US President Barack Obama
will travel to Hiroshima, in what would be the first visit by a sitting US
leader to the atom-bombed city, Japan’s Nikkei newspaper says.
Washington will “arrange with Japan his visit on May 27 when the G7 leaders’ summit wraps up,” the newspaper reported on Friday, citing several anonymous US government officials.
The visit would follow US Secretary of State John Kerry’s journey last week to Hiroshima, which itself was the first-ever visit to the city by a US secretary of state.
Kerry along with some other foreign ministers visited Peace Memorial Park as well as a museum dedicated to the destruction of the city by an American atomic bomb on August 6, 1945.
About 140,000 people were killed in the bombing which was followed by another US atomic bombing on the port city of Nagasaki, killing about 70,000 people on August 9.
Obama’s visit to the city would have enormous symbolic importance, however, it would be controversial in the US if it were seen as an apology.

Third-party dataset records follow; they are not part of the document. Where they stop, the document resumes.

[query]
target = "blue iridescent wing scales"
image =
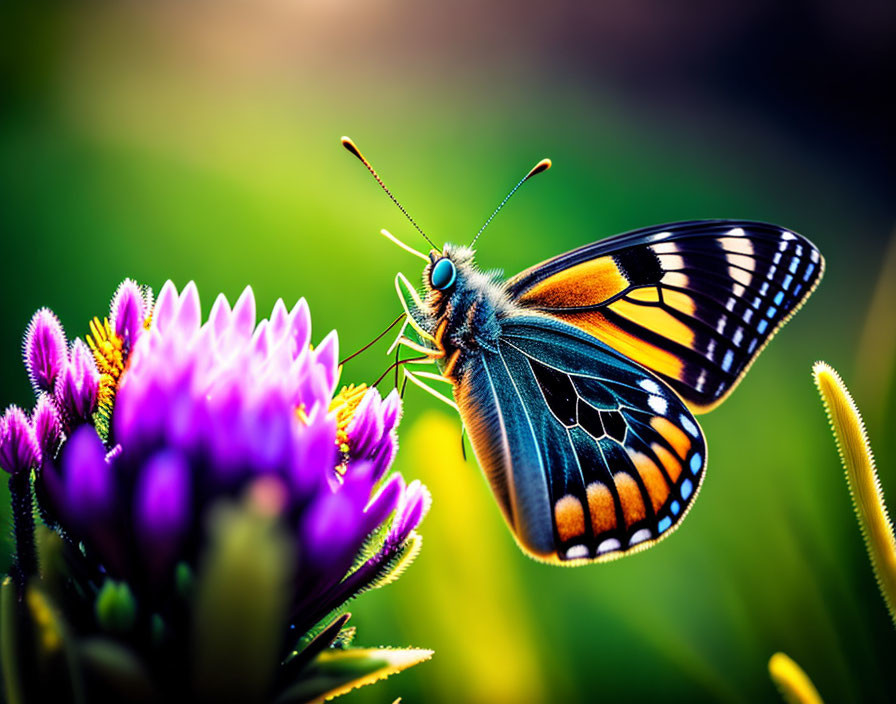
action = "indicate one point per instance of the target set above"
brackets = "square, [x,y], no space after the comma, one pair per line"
[590,455]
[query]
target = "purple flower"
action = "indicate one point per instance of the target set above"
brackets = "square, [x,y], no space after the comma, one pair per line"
[130,308]
[214,496]
[206,410]
[19,450]
[77,387]
[44,350]
[47,425]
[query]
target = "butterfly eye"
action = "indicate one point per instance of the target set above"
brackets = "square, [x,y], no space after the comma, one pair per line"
[443,274]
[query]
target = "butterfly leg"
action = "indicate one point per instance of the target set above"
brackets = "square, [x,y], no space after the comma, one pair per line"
[412,377]
[403,288]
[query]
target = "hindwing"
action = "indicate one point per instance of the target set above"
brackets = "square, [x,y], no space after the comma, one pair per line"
[590,455]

Meanwhile, a White House official said no decision has been made in this regard and even Japanese Chief Cabinet Secretary Yoshihide Suga denied such a visit was being arranged.
“The schedule of the US president is a matter for the United States
to decide. The (Japanese) government will refrain from comment.”
Nonetheless, the Nikkei said that Obama will make a speech about nuclear abolition and is also considering offering a floral tribute at Hiroshima’s Peace Memorial Park.
During his visit to Hiroshima, Kerry said that Obama wanted to travel there, adding, “I hope one day the President of the United States will be among the everyone who is able to come here.”